Cuando se convirtió en hombre jugó a ser Dorian Gray... y perdió.
En descargo de su envanecimiento, jamás supo del famoso personaje de Oscar Wilde, porque nunca leyó un libro. Ni siquiera el misal para recibir la ostia de la comunión; la catequista también sucumbió a tanta belleza natural.
Satisfecho, soberbio, se adoraba, como adoraba la vida. Gozaba de ella con toda intensidad sin importarle la silenciosa marcha de Cronos.
-Cuando el tiempo llame a mi puerta, será el momento de darle cuerda al reloj –pensaba con desenfado lejano y cierto.

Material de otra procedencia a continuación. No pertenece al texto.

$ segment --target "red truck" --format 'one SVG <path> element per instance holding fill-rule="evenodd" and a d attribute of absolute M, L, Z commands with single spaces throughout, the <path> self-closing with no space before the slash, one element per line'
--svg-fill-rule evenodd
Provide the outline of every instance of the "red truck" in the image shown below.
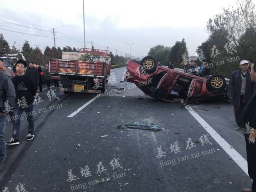
<path fill-rule="evenodd" d="M 62 59 L 50 60 L 49 68 L 52 76 L 60 77 L 60 90 L 65 93 L 104 92 L 110 71 L 110 53 L 84 48 L 78 53 L 63 52 Z"/>

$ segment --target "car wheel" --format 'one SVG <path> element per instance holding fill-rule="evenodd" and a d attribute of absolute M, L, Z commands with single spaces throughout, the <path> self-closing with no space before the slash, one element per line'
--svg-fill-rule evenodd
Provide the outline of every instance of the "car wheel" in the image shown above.
<path fill-rule="evenodd" d="M 140 65 L 146 72 L 153 72 L 156 68 L 156 60 L 153 57 L 149 56 L 143 58 L 141 60 Z"/>
<path fill-rule="evenodd" d="M 209 79 L 209 78 L 210 78 L 210 75 L 206 75 L 205 76 L 204 76 L 203 78 L 205 78 L 206 79 Z"/>
<path fill-rule="evenodd" d="M 210 76 L 206 82 L 208 90 L 214 92 L 216 92 L 216 91 L 221 91 L 224 90 L 226 85 L 225 78 L 220 75 L 215 74 Z"/>

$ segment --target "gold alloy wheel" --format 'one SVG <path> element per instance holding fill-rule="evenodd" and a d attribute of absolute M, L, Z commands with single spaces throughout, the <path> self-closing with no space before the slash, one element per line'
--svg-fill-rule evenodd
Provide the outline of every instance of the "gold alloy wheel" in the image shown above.
<path fill-rule="evenodd" d="M 152 59 L 146 59 L 143 62 L 143 66 L 145 69 L 151 69 L 154 67 L 154 61 Z"/>
<path fill-rule="evenodd" d="M 220 77 L 215 77 L 211 81 L 211 84 L 214 88 L 220 88 L 223 84 L 223 80 Z"/>

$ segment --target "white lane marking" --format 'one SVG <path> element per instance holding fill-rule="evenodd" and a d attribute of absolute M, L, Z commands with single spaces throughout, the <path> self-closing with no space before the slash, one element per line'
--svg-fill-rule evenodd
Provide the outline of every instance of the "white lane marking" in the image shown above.
<path fill-rule="evenodd" d="M 96 100 L 97 98 L 98 98 L 98 96 L 96 95 L 92 99 L 91 99 L 90 101 L 89 101 L 88 102 L 87 102 L 84 105 L 83 105 L 82 106 L 80 107 L 79 108 L 77 109 L 76 111 L 74 111 L 71 114 L 70 114 L 68 116 L 68 117 L 74 117 L 75 115 L 76 115 L 76 114 L 77 114 L 79 112 L 80 112 L 83 109 L 84 109 L 84 108 L 85 108 L 86 106 L 88 105 L 90 103 L 91 103 L 93 101 L 94 101 L 95 100 Z"/>
<path fill-rule="evenodd" d="M 208 132 L 210 135 L 220 145 L 233 160 L 238 165 L 246 174 L 249 176 L 247 168 L 247 161 L 233 147 L 225 140 L 213 128 L 211 127 L 189 106 L 186 106 L 188 112 Z"/>
<path fill-rule="evenodd" d="M 110 70 L 110 72 L 111 72 L 111 71 L 115 71 L 116 70 L 118 70 L 118 69 L 122 69 L 122 68 L 124 68 L 124 67 L 125 67 L 125 66 L 124 66 L 124 67 L 119 67 L 119 68 L 116 68 L 114 69 L 111 69 L 111 70 Z"/>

Viajó sin medida. El mundo le rendía pleitesía. La fortuna le amparaba, le consentía y le premiaba. Sin proponérselo, enamoraba sin esfuerzo. Las mujeres se le ofrecían sin condición. Tras de sí iba hilando un rosario de corazones destruidos, engañados, traicionados, abandonados. Presuntuoso, se relamía con el sentimiento ajeno
Si Wilde le hubiese conocido, sin duda sería la fuente de inspiración que le llevó a escribir. “¿Qué es un cínico? Una persona que conoce el precio de todo y el valor de nada”.
Posesión, dominio, influjo, misterio, desafío; todo en su conjunto lo emanaba de un golpe. Cautivar le era fácil; bastaba desearlo para conseguirlo. Así pues, creyéndose dueño del mundo, alcanzó la cima de la madurez con pleno despilfarro de su persona. El hartazgo empezó a socavarlo y eligió transitar de exceso en exceso en busca de una satisfacción desconocida.
“El que busca encuentra”, advierte la sabiduría popular.
Y él encontró. Tropezó con alguien que le ignoró y con ello, sin proponérselo, le desafió.
A partir de entonces, jamás volvió a descifrar el rumbo. Sentimientos encontrados le zarandeaban el pensamiento y la razón. Esa sensación de vacío en el estómago le angustiaba. Con irritación empezó a conocer de la ansiedad, el insomnio, la incertidumbre y desesperación. Ese alguien le había hincado el aguijón del amor y el desden no lo podía soportar.
Creyó haber perdido su encanto y frente al espejo escudriñaba los signos de la declinación. Sí, empezaba a cambiar; el miedo le aprisionaba las entrañas. Había descubierto las primeras huellas de la edad, pero un algo más le torturaba ¿Qué le estrujaba el corazón?
Quien adivinó la desazón en su semblante, le advirtió: “Estás enamorado”.
A partir de entonces se cuestionaba sin conceder tregua: “¿Enamorado? ¡Patrañas! ¿Yo, enamorado? ¡Jamás! ¿Es que el amor tortura? ¡Mentira! ¿El amor es inclemente, incontrolable, inmortal? ¡Al diablo con él! ¿El amor es sufrimiento? ¡Basta, basta ya! ¿El amor es silencio? ¡Más vale pudrirse!”
Antes de confesar sus sentimientos, prefirió callar. Ante nadie se rendiría, como todavía se le rendían hermosas mujeres.
Por resguardo escogió la soledad. No quería, no podía, no soportaba encontrarse con esa persona. Empezó a beber licor con frecuencia enloquecedora y por dislate a consumir un carrusel de drogas que le nublaran la razón, le indujeran al engaño, le permitieran dilapidarse y demolerse las neuronas para enterrar la memoria.
-No quiero ser el muerto más sano del panteón –intentaba burlarse bajo una máscara de impotencia.
Nadie fue capaz de frenarlo, sin comprender las causas que le empujaban a cometer abundantes actos plenos de estupidez, hasta que su derrotado narcisismo sucumbió cuando el espejo le arrojó a los ojos de negro profundo la imagen de un espectro.
Violento destrozó el espejo y destrozó sus venas.